O Periquito de Fardão

Próximo à eclosão do golpe de 64, a pretexto de combater a subversão e a corrupção, o poeta Ferreira Gullar esteve em São Luís. Os líderes do golpe, diziam-se defensores da democracia ameaçada pelos comunistas. Derrubaram o presidente João Goulart. Elegeram no Congresso, o general 0 Castelo Branco, atribuindo-lhe a missão de presidir as eleições presidenciais marcadas para 65. Como se sabe, golpes dentro do golpe impediram a realização da eleição. Os candidatos presidenciais cassados rumaram ao exílio. Estabeleceu-se a ditadura por vinte anos, sacrificando duas gerações. Deixou a lição: desconfiar sempre dos que dizem defender a democracia pela força das armas.

A visita de Ferreira Gullar naqueles dias foi muito celebrada. Tratava-se de um maranhense que vencera no Rio. Destacara-se como jornalista, trabalhando no Jornal do Brasil. Em meados dos anos sessenta era o topo da carreira para qualquer profissional da área. Sobretudo para ele, menino criado nas ruas de São Luís, conhecido pelo apelido de Periquito. Jogava peladas, dividia bolas com Canhoteiro, considerado o melhor ponta-esquerda do Brasil. Durante a visita, discutimos a evolução de sua obra poética. Filiado ao concretismo em 56, migrou para o neoconcretismo em 59. Nós, da União dos Estudantes Secundaristas, festejávamos sua adesão à arte politicamente engajada, e a inserção no Centro Popular de Cultura-CPC da UNE. Repetíamos os  jargões: “mas um dia o gigante despertou, e dele, um anão se levantou. Era um país, subdesenvolvido, subdesenvolvido…” Dizíamos, parafraseando seu livro de poesias, publicado em São Luís, em 1949:” Um pouco acima do Chão”. Agora, Gullar pisou no chão de verdade.
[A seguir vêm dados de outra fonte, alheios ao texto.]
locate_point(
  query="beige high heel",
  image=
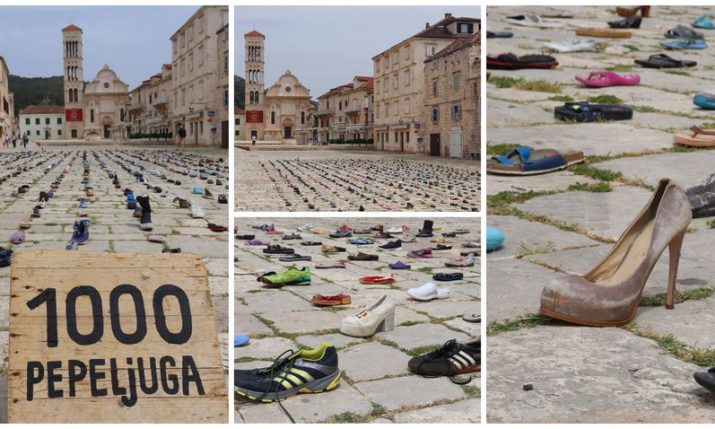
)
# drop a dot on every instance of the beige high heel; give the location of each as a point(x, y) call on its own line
point(609, 294)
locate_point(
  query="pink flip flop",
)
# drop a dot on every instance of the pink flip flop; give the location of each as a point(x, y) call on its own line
point(602, 79)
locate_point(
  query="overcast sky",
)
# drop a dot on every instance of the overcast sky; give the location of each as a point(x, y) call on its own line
point(132, 40)
point(326, 46)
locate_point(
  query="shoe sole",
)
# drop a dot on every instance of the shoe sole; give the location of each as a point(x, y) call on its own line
point(324, 384)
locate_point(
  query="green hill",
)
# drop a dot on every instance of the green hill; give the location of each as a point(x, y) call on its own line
point(36, 90)
point(239, 94)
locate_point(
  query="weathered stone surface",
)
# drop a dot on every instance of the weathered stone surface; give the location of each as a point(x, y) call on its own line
point(409, 391)
point(589, 375)
point(605, 214)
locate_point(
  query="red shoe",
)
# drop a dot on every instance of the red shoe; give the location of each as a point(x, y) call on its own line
point(328, 301)
point(378, 280)
point(422, 253)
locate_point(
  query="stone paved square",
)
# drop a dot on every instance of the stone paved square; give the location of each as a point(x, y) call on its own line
point(113, 228)
point(377, 385)
point(544, 371)
point(342, 180)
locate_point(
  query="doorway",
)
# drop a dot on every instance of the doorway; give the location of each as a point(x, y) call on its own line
point(435, 144)
point(455, 143)
point(224, 134)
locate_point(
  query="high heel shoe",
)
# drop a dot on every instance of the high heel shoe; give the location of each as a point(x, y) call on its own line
point(378, 317)
point(610, 293)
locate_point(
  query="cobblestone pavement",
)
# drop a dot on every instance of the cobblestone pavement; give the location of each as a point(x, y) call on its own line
point(113, 229)
point(376, 385)
point(331, 180)
point(565, 222)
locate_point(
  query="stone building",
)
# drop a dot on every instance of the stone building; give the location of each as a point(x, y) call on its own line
point(97, 110)
point(42, 122)
point(222, 89)
point(239, 119)
point(275, 114)
point(149, 106)
point(195, 76)
point(7, 102)
point(345, 113)
point(452, 113)
point(399, 94)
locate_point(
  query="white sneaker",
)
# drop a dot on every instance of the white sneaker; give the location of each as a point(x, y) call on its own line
point(380, 316)
point(578, 45)
point(428, 292)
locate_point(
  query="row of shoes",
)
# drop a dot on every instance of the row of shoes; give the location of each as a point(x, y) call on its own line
point(317, 370)
point(324, 183)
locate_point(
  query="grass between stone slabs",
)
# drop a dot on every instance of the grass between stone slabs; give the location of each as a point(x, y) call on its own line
point(590, 187)
point(687, 295)
point(526, 321)
point(677, 348)
point(525, 250)
point(604, 99)
point(539, 85)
O responsável pelo atraso do Brasil era o imperialismo ianque. Ceifador das nossas reservas. Remetia, através de suas empresas, lucros extraordinários para as matrizes no exterior. Maniquestícamente, dividíamos os políticos em duas alas: os entreguistas e os nacionalistas, alguns deles, aliados nossos, defensores de uma sociedade mais justa e igualitária.

Ferreira Gullar, nascido José Ribamar Ferreira, era um dos nossos, punha o  talento e criatividade artística a serviço da libertação do Brasil. E assim continuou. Foi presidente do CPC; em 66, assinou com Oduvaldo Viana Filho a peça “Se correr o bicho pega, se ficar o bicho come”. A luta contra o autoritarismo prosseguiu através do teatro, da poesia, do cinema, até a sobrevinda de outro golpe, o do Ato Institucional nº 5, levando-o a clandestinidade em 70, e ao exílio em 1971.
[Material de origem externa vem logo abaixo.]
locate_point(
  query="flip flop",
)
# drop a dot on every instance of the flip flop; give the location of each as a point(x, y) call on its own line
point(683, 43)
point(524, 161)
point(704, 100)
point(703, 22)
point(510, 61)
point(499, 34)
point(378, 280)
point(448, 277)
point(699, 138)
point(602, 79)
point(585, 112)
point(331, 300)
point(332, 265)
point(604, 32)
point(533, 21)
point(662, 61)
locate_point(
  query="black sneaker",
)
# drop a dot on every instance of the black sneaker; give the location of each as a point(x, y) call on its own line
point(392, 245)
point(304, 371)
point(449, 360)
Migrou para o Rio em 1951. Em episódio de 1950 negou-se a ler na Rádio Timbira nota acusando de subversivos os manifestantes contra a oligarquia vitorinista. Desempregado, transferiu-se para São dos Patos, bastião da Oposição, liderado pela prefeita Noca Santos, em companhia do desembargador Kleber Moreira. Lá conheceu o meu tio materno Quincas Bonfim, por ele retratado em um seriado da rede Globo.

Kléber Moreira relatava o episódio: “dormíamos no mesmo quarto: eu, Ferreira Gullar e Quincas Bonfim. No dia seguinte, íamos a uma festa em Sucupira, perto de Mirador. Sonhei que caminhávamos os três, e o do meio, o mais alto, estava sem cabeça. Na hora de nos arrumarmos para ir à festa, lembrei-me do sonho, e vi que Quincas era o mais alto”. Disse-lhes: “não vamos a essa festa, vai dar problema”.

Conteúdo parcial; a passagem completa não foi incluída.